The changing field in the stator is supplied by electronic control via the car's ESC (electronic speed control). That's why there are three poles (labelled A, B and C on the can) for providing power: so that the ESC can set the motor's speed by altering how quickly it "moves" the magnetic field. Faster moving = faster spinning rotor
Sensored vs. Sensorless
These are two common terms that you will see. A sensorless motor is one that uses internal timing in the ESC to set motor speed. The advantage is that the overall system is simpler. The bad news is that, at low speeds, the ESC has no way of "knowing" which way the motor is turning. Thus, you may pull the throttle forward and have your car shoot off in reverse. This has happened to me before, and it's why I tend to adhere to sensored motors.
Sensored motors have something called a Hall effect sensor in them that judges the position of the rotor based on the magnetic field that the sensor "feels" at a given time. The information is then relayed to the ESC and it can, from there, figure out if the motor is going forward, backward and at what speed. Quite handy. Thus, sensored systems tend to be smoother at low speeds, although "cogging" (lurching) is still a common problem.
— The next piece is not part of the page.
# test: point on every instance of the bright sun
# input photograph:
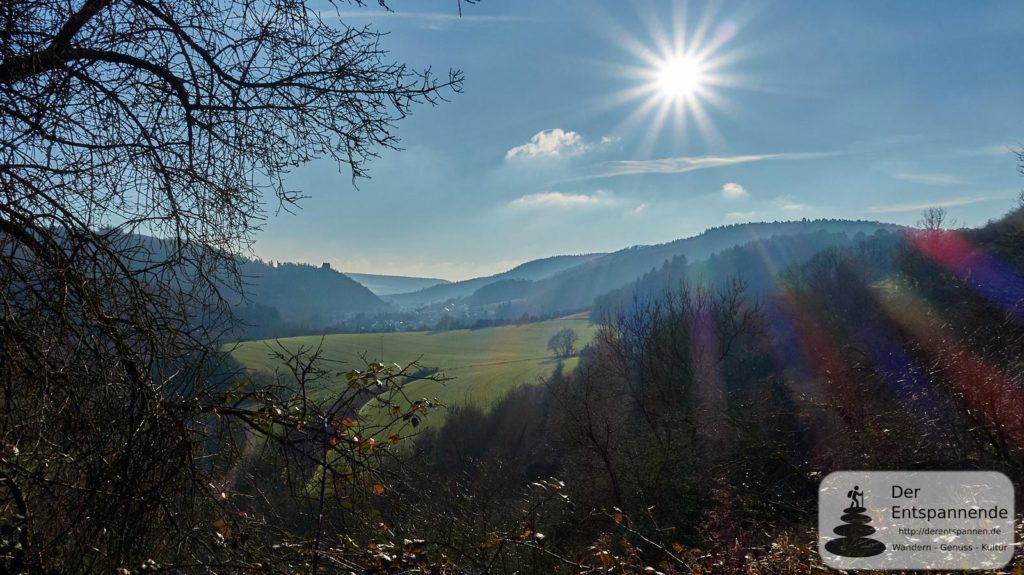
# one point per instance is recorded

This is the motor that I mention later in my article. The power is siimply phenomenal.
Turns and Kv
These are two of the most misunderstood terms/concepts in electric RC-car-dom. People often make the assumption that more turns = better, and they are stumped as to what Kv even refers to (a lot of publications even refer to it as kV, which is entirely wrong as I shall explain below).
This is a basic constant. In fact, the 'K' is German for Konstant. Guess what that means. The v refers to velocity. Thus, Kv is a velocity constant. The number associated with a motor simply means that, for every Volt of input, the motor will turn that many RPM (revolutions per minute). Thus, a 5000 Kv motor will turn 5000 times per minute faster as every Volt is added. At 8 volts, it would spin at 40000 RPM.
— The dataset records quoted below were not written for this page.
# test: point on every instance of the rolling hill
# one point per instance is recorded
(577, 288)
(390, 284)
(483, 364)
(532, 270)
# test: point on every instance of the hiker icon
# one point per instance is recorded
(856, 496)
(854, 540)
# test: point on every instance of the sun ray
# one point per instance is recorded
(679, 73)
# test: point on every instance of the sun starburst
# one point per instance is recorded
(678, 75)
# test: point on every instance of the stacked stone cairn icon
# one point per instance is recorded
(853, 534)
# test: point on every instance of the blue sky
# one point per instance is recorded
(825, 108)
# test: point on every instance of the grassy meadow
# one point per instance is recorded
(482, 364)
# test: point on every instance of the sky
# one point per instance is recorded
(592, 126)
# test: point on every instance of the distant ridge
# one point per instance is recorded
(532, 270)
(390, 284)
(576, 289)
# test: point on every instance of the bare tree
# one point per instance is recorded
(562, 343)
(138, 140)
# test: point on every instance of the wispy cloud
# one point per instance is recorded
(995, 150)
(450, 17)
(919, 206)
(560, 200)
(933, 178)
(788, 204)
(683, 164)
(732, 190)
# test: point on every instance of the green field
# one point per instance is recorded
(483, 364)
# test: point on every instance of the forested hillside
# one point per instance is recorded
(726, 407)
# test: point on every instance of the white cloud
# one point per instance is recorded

The number of turns that a motor has is roughly related to its power output. A lower number of turns means, generally for a given manufacturer, a higher power output (measured in Watts). But, you're probably wondering:
How does it make sense that fewer 'turns' means more power??? Well, consider: Turns are simply made of wire wrapped around the stator's phases. Fewer turns means less wire. Less wire means less resistance and, thus, a higher current can pass through the wire. And, since power = current x voltage, more Amps = more POWERRR.
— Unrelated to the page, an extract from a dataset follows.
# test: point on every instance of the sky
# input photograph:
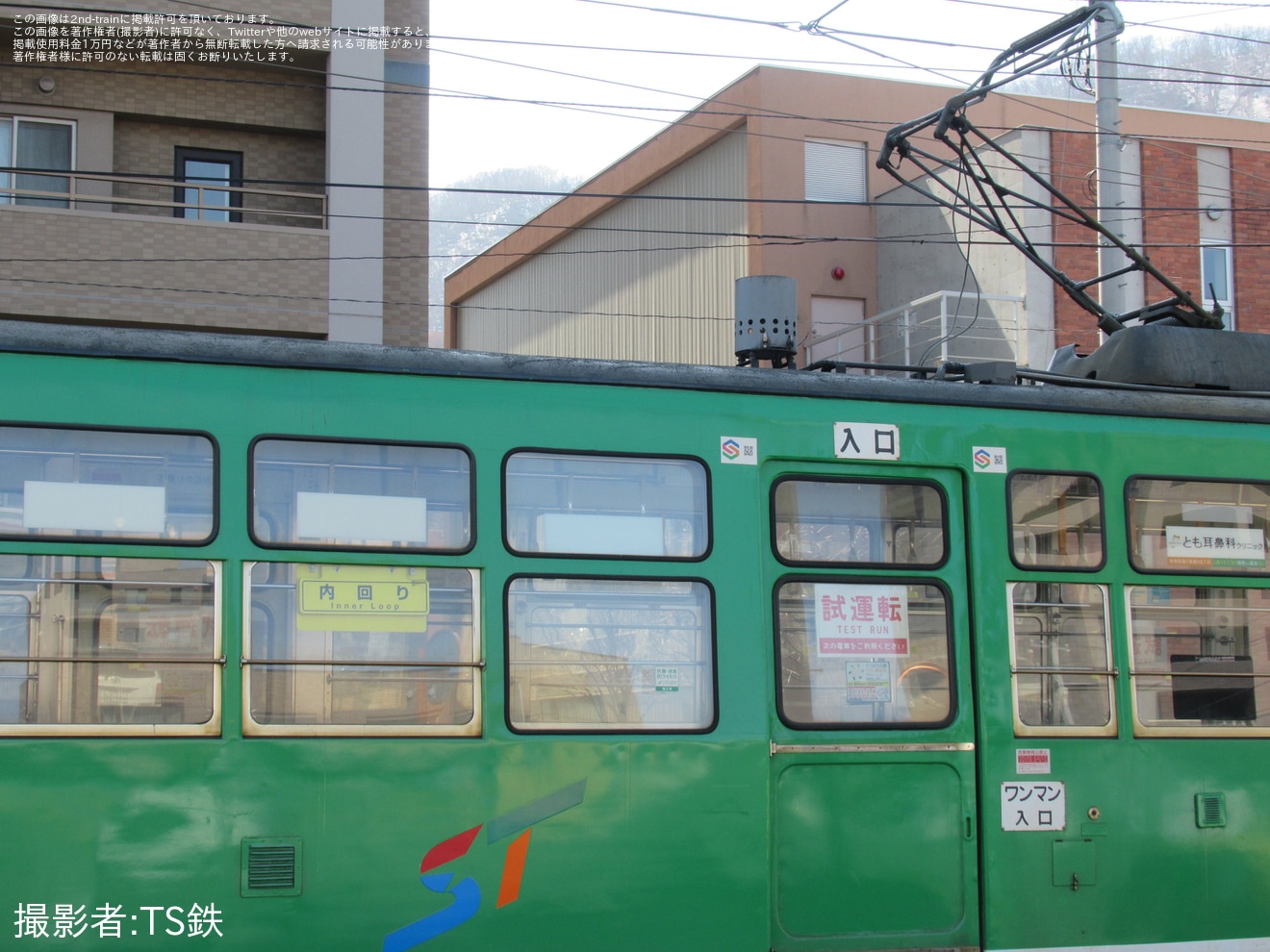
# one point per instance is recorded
(572, 86)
Brushless motors for RC cars are a relatively new technology. They have truly prospered in the last few years, largely due to lower manufacturing costs and increased market competition. Power levels have steadily ramped up over the years, too, and the most powerful 1/10 scale (540 size) motor that I know of is the one the I just recently purchased, the Team Orion Vortex 2.5. It produces 897 Watts, which is 1.2 horsepower!
Add to that their smoothness, efficiency (usually over 85%) and cleanness compared to nitro engines, it's easy to see why the technology has blossomed as it has.